Moreover, the sales representatives have reacted favorably to the new tools at their disposal. “We are continually getting feedback from them,” Gilbertson said. And, finally, there is the bottom line. Overall sales performance is influenced by many factors, making it difficult to attribute sales increases or decreases to one specific variable. But the new process clearly provides increased visibility and accountability into the sales activity. Better information leads to better management and, ultimately, better results.

Several factors were critical to the success of this project. First, noted Gilbertson, the project had strong support from senior management. “You have to speak in the way that executives see the world – goals, objectives and the bottom line,” he said. “You have to use the tools and methods in everybody’s tool box to achieve your objectives.” Deliverables have to be understandable by the target audience.

Second, he said, the process must be defined first. “The roles and technology have to be built off the process,” Gilbertson said. “The right way to do it is to build a process, enable it with technology, and then build roles and responsibilities around the process.” That approach, he said, helps ensure an output that meets the objectives.

Third, the process design should be simple. “A new process is worth nothing on paper,” he noted. It needs tools and metrics, and staff to implement it. It is up to the project team to communicate the process in a way that the objectives can be achieved.

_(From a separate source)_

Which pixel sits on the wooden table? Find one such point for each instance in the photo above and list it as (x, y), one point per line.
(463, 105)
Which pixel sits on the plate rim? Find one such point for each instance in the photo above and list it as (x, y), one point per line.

Fourth, Gilbertson said, “Start small. Even though the process, technology and principles will apply to the entire sales force, we started small so we would have a manageable start.”

For a major process redesign to succeed, the team must continually focus on the objectives, as well as have a rock-solid methodology. “First and formost, you must meet the objectives, but second in importance is showing how you got there,” Gilbertson remarked.

The chief sales officer wanted better visibility and accountability into the sales process.
The team developed a five-step sales process that was easy to summarize.
The redesigned sales process was the foundation for the project.
A new sales culture and atmosphere emerged.